CampBrain experienced a minor incident on September 24, 2024 affecting Office Portal, lasting 12h 12m. The incident has been resolved; the full update timeline is below.
Affected components
Update timeline
- investigating Sep 24, 2024, 03:28 PM UTC
We are currently experiencing some slowness in the office portal. We are investigating the issue.
- investigating Sep 24, 2024, 04:02 PM UTC
We are continuing to experience slowness within the office portal. Our engineers are investigating the problem and we will update this message as more information becomes available.
- investigating Sep 24, 2024, 04:40 PM UTC
We are continuing to experience slowness within the office portal. The issue is being caused by our hosting partner Microsoft Azure, and we are continuing to investigate the problem with their assistance.
- investigating Sep 24, 2024, 05:43 PM UTC
We are continuing to experience slowness within the office portal. The issue is being caused by our hosting partner Microsoft Azure, our engineers are actively working with them to find a solution.
- investigating Sep 24, 2024, 07:33 PM UTC
The issue of slowness within the office portal continues. It is being caused by our hosting partner Microsoft Azure - we are doing all we can to escalate the problem with Azure, and work with them on a solution.
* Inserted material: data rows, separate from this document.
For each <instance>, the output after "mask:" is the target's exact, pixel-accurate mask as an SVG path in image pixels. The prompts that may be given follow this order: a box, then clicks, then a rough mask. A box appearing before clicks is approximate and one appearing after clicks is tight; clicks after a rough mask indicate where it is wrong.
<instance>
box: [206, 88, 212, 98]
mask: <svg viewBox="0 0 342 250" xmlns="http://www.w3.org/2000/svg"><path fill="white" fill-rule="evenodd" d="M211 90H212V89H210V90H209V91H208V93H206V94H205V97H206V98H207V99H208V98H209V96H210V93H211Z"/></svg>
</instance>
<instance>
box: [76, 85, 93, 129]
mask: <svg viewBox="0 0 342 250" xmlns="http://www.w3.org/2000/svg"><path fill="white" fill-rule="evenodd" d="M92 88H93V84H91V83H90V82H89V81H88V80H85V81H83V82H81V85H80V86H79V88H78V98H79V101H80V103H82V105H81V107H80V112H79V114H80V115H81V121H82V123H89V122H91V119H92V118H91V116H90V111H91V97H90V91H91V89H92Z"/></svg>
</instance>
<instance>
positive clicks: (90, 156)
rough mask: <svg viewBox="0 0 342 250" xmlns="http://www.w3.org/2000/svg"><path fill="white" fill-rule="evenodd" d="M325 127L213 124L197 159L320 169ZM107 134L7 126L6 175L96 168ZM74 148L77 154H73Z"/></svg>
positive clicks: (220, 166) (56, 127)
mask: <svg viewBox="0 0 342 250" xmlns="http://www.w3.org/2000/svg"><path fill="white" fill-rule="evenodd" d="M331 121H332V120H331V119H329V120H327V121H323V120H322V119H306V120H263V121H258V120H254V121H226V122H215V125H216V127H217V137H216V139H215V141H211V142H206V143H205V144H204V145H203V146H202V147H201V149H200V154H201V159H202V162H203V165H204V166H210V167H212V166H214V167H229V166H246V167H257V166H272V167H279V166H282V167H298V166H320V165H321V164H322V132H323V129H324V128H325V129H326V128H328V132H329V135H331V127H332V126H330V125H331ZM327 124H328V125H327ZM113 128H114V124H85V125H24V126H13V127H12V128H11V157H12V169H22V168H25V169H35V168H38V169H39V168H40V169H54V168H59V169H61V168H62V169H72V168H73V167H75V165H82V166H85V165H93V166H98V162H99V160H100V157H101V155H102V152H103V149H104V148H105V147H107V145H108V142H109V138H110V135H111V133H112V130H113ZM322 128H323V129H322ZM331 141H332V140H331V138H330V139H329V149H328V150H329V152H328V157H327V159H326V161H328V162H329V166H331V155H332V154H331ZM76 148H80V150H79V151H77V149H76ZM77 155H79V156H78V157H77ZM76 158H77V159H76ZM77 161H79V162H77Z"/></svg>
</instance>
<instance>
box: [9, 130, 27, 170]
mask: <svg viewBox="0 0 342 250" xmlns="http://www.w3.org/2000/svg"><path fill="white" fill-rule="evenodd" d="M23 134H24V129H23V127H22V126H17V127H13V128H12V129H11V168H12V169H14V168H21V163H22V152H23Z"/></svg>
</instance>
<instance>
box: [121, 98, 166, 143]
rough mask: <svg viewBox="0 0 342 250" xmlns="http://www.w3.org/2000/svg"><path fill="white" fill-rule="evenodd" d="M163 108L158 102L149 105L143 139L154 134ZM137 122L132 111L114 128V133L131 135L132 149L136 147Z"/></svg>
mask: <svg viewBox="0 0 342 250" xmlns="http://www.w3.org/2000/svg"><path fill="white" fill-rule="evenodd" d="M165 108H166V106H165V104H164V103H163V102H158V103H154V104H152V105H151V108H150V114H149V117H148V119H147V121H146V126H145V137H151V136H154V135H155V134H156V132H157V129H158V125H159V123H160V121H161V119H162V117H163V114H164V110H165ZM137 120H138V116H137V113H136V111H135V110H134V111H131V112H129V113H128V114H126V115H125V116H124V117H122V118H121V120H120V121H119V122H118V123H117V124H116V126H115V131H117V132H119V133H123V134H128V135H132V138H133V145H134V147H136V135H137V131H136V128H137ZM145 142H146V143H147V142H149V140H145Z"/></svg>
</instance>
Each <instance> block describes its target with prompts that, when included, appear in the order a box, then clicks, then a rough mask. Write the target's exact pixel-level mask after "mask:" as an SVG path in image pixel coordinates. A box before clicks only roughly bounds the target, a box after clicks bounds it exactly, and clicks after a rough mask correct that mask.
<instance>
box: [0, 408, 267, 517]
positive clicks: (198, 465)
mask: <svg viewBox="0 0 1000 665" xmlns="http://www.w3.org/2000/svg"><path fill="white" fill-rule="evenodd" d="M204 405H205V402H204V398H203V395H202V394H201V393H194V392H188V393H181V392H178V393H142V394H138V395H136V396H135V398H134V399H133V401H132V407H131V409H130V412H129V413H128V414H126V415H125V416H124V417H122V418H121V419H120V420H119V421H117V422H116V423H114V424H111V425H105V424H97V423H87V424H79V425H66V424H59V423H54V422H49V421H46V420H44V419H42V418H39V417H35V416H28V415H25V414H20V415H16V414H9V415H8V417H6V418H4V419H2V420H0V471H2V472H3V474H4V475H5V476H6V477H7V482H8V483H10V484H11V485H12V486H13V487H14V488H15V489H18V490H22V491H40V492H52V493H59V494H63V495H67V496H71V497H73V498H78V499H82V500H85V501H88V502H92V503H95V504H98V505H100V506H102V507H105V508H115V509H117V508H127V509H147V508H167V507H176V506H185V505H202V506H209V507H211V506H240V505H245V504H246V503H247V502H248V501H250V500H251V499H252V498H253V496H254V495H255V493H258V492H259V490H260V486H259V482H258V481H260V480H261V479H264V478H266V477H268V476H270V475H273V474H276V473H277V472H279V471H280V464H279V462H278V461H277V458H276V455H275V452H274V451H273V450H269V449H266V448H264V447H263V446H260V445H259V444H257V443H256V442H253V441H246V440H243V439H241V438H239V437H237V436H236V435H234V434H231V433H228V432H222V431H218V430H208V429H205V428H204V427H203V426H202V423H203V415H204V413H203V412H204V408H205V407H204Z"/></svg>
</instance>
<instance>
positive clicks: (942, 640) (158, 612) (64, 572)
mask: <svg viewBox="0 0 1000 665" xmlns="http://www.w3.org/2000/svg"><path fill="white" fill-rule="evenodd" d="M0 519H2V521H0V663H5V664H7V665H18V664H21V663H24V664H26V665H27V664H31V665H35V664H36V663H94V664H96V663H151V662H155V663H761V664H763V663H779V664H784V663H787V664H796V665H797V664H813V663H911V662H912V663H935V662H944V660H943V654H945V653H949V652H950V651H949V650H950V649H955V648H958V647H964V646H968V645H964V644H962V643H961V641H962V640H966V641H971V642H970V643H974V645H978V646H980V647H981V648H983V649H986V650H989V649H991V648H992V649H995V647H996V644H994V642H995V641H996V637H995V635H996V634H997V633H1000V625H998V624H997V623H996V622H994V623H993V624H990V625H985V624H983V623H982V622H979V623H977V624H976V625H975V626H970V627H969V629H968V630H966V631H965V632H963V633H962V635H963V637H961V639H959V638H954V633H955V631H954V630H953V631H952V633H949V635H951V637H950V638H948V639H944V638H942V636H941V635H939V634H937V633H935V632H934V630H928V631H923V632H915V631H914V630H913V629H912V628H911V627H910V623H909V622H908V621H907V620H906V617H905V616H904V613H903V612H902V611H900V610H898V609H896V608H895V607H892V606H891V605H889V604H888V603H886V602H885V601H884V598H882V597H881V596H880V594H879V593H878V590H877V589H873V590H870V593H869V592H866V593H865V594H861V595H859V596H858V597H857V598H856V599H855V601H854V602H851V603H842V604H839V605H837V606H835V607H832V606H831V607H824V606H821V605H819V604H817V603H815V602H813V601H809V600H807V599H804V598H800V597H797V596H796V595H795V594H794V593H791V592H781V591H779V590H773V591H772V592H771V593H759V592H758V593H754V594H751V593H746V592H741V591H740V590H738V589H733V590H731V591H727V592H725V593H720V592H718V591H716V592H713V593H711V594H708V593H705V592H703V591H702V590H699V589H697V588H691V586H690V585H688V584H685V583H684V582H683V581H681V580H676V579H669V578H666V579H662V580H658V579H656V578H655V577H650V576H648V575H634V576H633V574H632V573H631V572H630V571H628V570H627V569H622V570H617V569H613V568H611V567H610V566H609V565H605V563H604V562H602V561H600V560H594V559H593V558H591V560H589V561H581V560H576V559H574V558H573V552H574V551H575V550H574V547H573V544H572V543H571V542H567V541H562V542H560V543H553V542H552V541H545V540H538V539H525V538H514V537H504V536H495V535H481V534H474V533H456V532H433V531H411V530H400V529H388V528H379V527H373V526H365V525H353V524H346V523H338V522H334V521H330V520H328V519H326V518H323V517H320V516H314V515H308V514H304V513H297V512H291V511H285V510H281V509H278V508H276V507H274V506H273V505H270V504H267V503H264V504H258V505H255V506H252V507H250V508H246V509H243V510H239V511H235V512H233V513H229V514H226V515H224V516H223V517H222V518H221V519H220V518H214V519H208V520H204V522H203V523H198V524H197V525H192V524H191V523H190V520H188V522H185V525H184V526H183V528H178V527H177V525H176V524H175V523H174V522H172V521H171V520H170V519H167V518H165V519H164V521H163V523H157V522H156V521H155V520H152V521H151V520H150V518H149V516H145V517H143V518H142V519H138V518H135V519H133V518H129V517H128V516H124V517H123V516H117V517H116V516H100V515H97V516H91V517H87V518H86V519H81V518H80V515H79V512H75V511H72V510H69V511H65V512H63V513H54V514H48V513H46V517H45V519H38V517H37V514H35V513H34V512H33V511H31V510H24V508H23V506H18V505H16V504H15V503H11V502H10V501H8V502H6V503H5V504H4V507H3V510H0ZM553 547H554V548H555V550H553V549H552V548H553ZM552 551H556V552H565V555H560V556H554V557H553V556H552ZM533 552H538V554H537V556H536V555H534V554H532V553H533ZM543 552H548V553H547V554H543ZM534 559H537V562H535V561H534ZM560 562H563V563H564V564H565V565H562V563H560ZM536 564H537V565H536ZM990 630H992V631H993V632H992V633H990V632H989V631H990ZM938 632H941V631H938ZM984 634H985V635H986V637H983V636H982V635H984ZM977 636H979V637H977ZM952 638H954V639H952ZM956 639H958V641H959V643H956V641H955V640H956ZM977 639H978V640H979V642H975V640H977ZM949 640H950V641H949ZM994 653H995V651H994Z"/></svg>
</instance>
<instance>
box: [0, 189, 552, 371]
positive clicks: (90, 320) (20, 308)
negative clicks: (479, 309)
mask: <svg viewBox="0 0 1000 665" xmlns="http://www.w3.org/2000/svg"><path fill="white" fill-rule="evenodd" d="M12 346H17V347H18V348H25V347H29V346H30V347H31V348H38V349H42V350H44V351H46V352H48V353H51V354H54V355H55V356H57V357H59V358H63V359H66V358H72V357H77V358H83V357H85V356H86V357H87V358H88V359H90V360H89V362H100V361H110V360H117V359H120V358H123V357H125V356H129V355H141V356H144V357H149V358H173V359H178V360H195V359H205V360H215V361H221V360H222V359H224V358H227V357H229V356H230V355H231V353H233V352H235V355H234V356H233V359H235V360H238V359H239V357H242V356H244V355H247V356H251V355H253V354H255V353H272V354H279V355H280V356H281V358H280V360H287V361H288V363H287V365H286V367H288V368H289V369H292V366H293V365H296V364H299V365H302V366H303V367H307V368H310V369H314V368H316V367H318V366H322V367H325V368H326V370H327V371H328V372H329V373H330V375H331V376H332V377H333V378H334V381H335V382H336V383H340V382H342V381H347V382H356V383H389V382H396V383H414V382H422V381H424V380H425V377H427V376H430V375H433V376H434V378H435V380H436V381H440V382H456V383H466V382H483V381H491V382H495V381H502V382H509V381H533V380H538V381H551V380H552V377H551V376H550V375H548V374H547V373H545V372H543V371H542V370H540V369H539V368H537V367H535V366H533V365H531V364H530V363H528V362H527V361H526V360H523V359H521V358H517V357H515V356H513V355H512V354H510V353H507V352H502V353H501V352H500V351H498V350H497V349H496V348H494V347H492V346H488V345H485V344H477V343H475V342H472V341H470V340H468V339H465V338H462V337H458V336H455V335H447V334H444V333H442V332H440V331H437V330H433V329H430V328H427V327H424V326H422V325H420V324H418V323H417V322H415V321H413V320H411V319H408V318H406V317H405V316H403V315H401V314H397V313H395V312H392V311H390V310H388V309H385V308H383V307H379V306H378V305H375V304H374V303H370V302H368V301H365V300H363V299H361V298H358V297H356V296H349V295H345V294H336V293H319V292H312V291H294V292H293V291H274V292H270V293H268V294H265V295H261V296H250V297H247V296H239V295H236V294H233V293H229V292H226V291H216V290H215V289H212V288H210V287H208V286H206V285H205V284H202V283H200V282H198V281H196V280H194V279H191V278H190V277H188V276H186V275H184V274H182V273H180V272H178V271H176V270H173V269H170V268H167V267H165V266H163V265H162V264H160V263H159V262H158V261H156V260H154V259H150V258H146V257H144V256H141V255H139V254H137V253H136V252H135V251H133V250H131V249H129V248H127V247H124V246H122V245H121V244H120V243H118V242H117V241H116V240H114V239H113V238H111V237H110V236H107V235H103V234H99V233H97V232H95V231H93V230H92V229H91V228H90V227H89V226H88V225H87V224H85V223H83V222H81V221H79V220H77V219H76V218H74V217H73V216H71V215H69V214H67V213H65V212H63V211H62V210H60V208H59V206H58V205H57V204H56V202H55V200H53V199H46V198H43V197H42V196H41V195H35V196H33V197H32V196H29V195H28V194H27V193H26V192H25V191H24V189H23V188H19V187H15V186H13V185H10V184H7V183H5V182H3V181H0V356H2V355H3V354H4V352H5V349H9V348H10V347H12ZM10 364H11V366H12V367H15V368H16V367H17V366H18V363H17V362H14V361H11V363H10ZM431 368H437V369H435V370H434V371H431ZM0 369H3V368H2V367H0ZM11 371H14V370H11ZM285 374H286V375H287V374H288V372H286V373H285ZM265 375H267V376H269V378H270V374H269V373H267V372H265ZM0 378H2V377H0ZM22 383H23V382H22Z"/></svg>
- investigating Sep 24, 2024, 09:55 PM UTC
As you know, our hosting partner, Microsoft Azure, is experiencing an issue causing the office portal slowness. We have been in constant contact with them, and continue to collaborate on a solution. Meanwhile, we have engaged all our relevant resources to explore other options to expedite a fix.
- identified Sep 24, 2024, 11:00 PM UTC
Our engineers have continued to work with Microsoft Azure on resolving the slowness issue with CampBrain portals. We have identified a fix that will involve taking CampBrain offline between 11pm-12am Eastern tonight. We sincerely apologize for any inconvenience this may cause, however it is a step we must take in order to resolve the problem.
- resolved Sep 25, 2024, 03:41 AM UTC
This incident has been resolved.
- postmortem Oct 03, 2024, 12:08 AM UTC
**Summary** On Tuesday September 24th, our automatic alerting system alerted us that some of the servers hosting our Office Portal application were not able to come online. This caused slower performance in the Office Portal from approximately 11am-11pm ET. After conducting our internal investigation, we were unable to immediately identify the cause. We had to work closely with our cloud provider, Microsoft Azure, and the process took longer than expected. The delay in resolving the issue was partly due to the time it took for the provider to determine the root cause. Eventually, they identified that the problem was caused by a failure to download a health monitoring tool during the server startup. Removing this step from the startup process resolved the issue. **Moving Forward** As a result of this incident, we have steps we are taking to both better prevent a problem like this from occurring in the future, and to improve our resolution response time for problems like this one: * Create new alerts in our alerting system to make us aware of server startup failures, to help improve our response time * Engage our cloud provider to identify if there is a better process available for us to gain their assistance more quickly and effectively * Engage our cloud provider to identify how we can be made aware of Microsoft tool end-of-life, thereby removing old, near retirement tools from our system before they are no longer accessible to us, potentially causing a problem. We would also add this information to our internal playbooks and knowledge bank. We sincerely apologize for this multi-hour disruption on September 24th. We know that system reliability is the highest priority, and we will continue to ensure our infrastructure is solid so we can reduce risk to your operations. We are grateful for your understanding and patience.